Vietnam has also accused China of cutting off the cables of a Vietnamese surveillance ship and sending an oil rig into Vietnam’s claimed EEZ. Indonesia has complained of incursions by China in waters near the Natuna Islands. Malaysia has carried on drilling activities despite “daily harassment” by Chinese Coast Guard vessels, leading to Malaysia scrambling its fighter jets when 16 PLA Air Force jets approached Malaysian airspace without prior notification. China’s militarization of certain islands in the South China Sea further intensifies anxiety among Southeast Asian states.
Beyond the South China Sea, China has ongoing territorial disputes with other states in the region, including Japan over the Senkaku/Diaoyu Islands and India over the Himalayan border. China has also shown little restraint in using trade as a means of coercion and slapped heavy sanctions on Australian imports in response to Australia’s call for an official inquiry into the causes of the COVID-19 pandemic.
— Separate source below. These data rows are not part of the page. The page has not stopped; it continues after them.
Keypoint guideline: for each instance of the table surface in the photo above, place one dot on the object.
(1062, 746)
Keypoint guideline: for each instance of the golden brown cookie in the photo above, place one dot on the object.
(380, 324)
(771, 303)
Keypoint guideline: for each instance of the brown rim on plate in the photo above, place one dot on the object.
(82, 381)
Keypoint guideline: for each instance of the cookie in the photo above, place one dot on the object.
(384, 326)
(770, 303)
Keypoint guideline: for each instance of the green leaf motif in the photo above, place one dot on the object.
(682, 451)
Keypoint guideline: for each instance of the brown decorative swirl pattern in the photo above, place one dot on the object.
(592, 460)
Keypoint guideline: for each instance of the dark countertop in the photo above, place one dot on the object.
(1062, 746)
Since 2012, China’s foreign policy has taken a more assertive position, and some observers suggest that China’s rise is no longer consistent with the “peaceful rise” narrative. Former Premier Wen Jiabao coined the term to convey that China did not seek to be a hegemon as it rose economically and militarily, and that it would not threaten regional security by upsetting the status quo or ignoring the norms of the international order. However, China’s actions since 2012 contradict this narrative.
On one hand, China claims not to threaten regional security, yet it coerces its Southeast Asian neighbors through air, land, and sea military maneuvers as well as gray zone tactics. China claims to follow the norms of the international order, yet it does not abide by UNCLOS or the verdict of an international tribunal on its South China Sea claim. China espouses that it will not coerce countries in the region, yet it is comfortable in weaponizing its trade.
China’s increasingly assertive actions have upset the status quo and shattered the illusion of its peaceful rise. Countries in the region are now looking to each other for cooperation and support because of this realization. The rise in multilateral groups and minilaterals is a response to China’s brazen actions.
China cannot deflect responsibility for the increasing tension in the Indo-Pacific region and must own the consequence of breaking the image of its peaceful rise. The changing security architecture in the region and the increase in partnerships to counter China are a reaction to China’s own actions. The Pottery Barn rule applies here: China must take responsibility for this development in the region.